Ahead of the 2015 general election, Jaroslaw Kaczynski and his Law and Justice (PiS) party promised voters that they would introduce a generous infusion of cash for families with children.
“I didn’t really believe they would deliver on their promises,” Adam Kowalczyk said, an electrician with three children who was struggling with debts.
Between 2016 and 2018, GDP growth accelerated to 4.3 per cent, employment rose by 2.5 per cent and unemployment dropped to a record low of 3.9 per cent. Inflation rose, but it remains below 2.5 per cent.
PiS overhauled the economy and built a floor under lower-income families, proving highly popular with voters.
Sunday’s general election will test the popularity of the PiS social welfare model that blends nationalism and progressive policies.
In Brussels, PiS has faced criticism for taking a grip on the judiciary, limiting the freedom of speech and the media and for its refusal to assist during the migrant and climate crises by subsidising coal power.

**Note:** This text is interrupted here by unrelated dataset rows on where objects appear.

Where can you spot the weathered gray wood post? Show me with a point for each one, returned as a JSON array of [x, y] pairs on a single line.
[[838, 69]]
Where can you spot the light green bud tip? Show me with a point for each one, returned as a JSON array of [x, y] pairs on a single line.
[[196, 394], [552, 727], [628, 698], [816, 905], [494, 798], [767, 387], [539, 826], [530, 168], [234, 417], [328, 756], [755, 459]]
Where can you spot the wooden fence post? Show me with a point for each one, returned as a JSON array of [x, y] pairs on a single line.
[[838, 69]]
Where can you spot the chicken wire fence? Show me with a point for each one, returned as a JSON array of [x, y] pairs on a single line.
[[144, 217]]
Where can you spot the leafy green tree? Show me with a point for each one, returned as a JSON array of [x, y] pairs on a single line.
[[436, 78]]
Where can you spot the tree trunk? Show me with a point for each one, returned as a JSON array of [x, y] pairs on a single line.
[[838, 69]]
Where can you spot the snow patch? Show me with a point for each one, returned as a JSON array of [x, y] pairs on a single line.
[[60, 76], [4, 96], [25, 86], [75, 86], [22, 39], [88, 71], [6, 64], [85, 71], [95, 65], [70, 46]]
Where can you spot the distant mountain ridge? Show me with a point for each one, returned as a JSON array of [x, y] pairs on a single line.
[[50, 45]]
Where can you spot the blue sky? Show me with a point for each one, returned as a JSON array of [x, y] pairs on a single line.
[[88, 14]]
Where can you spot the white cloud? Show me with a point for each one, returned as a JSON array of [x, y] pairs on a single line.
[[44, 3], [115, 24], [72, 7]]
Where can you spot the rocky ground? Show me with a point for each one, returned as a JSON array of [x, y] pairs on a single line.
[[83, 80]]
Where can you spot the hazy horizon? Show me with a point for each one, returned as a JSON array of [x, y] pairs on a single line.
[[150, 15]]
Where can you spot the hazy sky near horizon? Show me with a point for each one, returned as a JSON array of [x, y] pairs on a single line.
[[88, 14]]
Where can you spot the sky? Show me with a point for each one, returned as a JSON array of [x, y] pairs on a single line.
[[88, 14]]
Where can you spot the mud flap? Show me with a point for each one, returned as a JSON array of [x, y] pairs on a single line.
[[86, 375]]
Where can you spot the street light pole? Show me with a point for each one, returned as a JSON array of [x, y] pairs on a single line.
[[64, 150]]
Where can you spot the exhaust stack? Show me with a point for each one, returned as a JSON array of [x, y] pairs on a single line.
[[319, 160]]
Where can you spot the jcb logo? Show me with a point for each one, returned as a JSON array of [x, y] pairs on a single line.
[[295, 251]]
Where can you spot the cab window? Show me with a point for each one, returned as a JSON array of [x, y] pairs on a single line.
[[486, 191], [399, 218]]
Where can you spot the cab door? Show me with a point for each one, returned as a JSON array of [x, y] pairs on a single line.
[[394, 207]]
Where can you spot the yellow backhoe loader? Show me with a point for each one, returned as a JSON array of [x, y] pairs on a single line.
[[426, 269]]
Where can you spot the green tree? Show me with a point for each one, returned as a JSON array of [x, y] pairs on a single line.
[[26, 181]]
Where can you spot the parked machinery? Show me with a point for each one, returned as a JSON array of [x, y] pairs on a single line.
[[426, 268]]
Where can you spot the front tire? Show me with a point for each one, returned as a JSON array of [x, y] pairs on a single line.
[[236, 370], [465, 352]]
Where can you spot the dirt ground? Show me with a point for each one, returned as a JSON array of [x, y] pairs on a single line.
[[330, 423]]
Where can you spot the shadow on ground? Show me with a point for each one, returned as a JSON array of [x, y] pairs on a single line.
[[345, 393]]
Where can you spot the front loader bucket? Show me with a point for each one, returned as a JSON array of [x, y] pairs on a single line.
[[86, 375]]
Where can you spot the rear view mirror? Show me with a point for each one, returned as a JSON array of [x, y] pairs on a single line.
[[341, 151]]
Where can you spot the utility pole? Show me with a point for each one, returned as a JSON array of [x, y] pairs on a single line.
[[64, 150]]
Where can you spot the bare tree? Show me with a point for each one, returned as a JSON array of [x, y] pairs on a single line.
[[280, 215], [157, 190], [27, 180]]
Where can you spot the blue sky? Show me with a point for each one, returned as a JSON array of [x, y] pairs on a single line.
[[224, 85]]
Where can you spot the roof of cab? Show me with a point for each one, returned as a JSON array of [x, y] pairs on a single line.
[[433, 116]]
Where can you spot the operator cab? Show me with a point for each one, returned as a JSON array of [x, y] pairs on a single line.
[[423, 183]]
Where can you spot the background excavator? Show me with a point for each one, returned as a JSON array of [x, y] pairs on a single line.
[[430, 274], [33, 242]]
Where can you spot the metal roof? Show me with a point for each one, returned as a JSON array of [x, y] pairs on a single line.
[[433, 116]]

“These guys are trailblazers in showing that you can marry a kind of right-wing populism with left-wing economic politics,” said Mitchell Orenstein at the University of Pennsylvania.
Orenstein said it would be a mistake to dismiss what PiS had achieved economically.
“What’s impressive about this government is not only how it increased social spending in ways that are universal, but also hit its constituency,” he said. “And it has done it while keeping the deficit low, and is now actually trying to balance the budget.”
Poland’s fiscal deficit declined to 0.4 per cent last year from 2.7 per cent of GDP in 2015, and public debt fell to 48.9 per cent from 51.3 per cent.
PiS has expanded the child credit programme to approximately US$125 per child each month and it has boosted pension payments and scrapped taxes for those under 26.
The populist party has recently promised to almost double the minimum wage, to around US$1,000 per month along with other spending pledges.
The party leader Kaczynski said: “A person whose pockets are empty is not really free.”
Plans to raise the minimum wage would end the “post-colonial concept of Poland as a source of cheap labour”.
The price tag for the election promises is almost US$10 billion per year.
The Lewiatan business lobby group and 54 other business figures wrote an open letter to Prime Minister Mateusz Morawiecki warning of the tax burden facing employers.
Morawiecki said spending was part of PiS plans to reshape Polish society.
“The changes we started four years ago were fundamental and quite revolutionary,” Morawiecki said this summer. “It was a revolution in the economy, in terms of social policy, redistribution, if you want, of goods and services and money, and the promise to do more. To repair all the flaws from the post-communist era.”